Comprenant logiquement que R&R avait magouillé avec l’un de ses distributeurs (au détriment de Simms), Costco ne pouvait pas ignorer participer à un stratagème au détriment d’un tiers. Or, une fois toute l’histoire exposée, le tiers en question (Simms) peut effectivement s’adresser à Costco pour être dédommagé. Pour le tribunal, Costco ici est allée trop loin, en s’aveuglant volontairement aux droits de Simms (face à R&R), que son propre comportement contribuait probablement à violer. En d’autres mots, Costco avait une obligation de s’informer (dans les circonstances de cette affaire), ce qui permet de conclure à sa faute civile et, donc, lui imposer de payer des dommages-intérêts.

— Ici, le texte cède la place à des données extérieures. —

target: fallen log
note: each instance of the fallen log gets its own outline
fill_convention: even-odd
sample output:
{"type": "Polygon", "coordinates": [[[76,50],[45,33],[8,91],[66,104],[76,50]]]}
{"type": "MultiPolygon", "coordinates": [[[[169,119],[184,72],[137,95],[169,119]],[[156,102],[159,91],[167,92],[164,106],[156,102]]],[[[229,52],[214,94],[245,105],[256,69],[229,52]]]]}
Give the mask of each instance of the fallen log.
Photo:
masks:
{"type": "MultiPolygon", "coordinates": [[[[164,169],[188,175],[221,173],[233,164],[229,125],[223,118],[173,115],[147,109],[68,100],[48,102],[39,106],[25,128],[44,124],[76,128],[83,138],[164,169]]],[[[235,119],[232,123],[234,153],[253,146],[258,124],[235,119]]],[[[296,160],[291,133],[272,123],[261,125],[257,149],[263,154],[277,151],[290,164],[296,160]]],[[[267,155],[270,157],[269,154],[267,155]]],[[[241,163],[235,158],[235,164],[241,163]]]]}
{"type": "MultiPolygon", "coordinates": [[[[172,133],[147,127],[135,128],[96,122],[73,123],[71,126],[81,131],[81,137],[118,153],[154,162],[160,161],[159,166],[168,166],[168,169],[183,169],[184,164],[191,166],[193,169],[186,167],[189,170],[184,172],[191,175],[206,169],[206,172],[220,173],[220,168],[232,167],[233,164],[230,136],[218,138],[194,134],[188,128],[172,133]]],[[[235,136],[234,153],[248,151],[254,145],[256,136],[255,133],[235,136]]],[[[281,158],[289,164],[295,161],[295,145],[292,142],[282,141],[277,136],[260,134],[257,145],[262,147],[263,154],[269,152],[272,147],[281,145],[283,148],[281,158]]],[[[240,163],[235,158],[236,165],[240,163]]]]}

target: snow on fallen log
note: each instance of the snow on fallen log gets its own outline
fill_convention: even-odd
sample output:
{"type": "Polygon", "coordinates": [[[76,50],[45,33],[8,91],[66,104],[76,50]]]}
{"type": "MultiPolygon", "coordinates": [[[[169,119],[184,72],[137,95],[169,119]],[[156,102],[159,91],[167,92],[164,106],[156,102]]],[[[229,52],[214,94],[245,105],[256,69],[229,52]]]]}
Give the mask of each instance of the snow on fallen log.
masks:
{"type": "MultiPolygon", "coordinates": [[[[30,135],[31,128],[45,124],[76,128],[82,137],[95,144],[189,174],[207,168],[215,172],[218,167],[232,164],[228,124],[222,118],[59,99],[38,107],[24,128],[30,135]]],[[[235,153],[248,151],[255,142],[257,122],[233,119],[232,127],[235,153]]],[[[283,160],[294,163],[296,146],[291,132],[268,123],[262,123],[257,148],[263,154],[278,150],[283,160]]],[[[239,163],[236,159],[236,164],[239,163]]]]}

Dans la réalité, le problème ici c’est que Costco avait demandé une confirmation à R&R que les jeans achetés par Costco d’un distributeur à l’étranger pouvaient (ou non) être revendus au Canada sans violer les droits d’un tiers, etc. N’ayant pas reçu de réponse réellement concluante de la part de R&R, une personne (entreprise) raisonnable aurait cherché à en avoir le cœur net. Ainsi, selon la C.S., en apprenant que R&R court-circuitait probablement son propre système (c.-à-d. violait les droits contractuels de Simms), Costco avait une obligation de chercher à en savoir plus. Ne l’ayant pas fait, elle s’est rendue coupable d’avoir participé à la violation du contrat préexistant entre Simms et R&R.

Cette décision vient nous fournir une avenue qu’il s’avérera parfois possible d’explorer lorsque confronté à un tiers qui vend de la marchandise sur le marché gris au Canada. Bien que cela ne soit pas une carte qu’on pourra systématiquement jouer, il est bon de savoir qu’elle existe dans notre main.

Certes, les contrats ne lient que les parties, mais ils peuvent néanmoins constituer des «faits juridiques» dont doivent tenir compte les tiers quand ils en apprennent lexistence.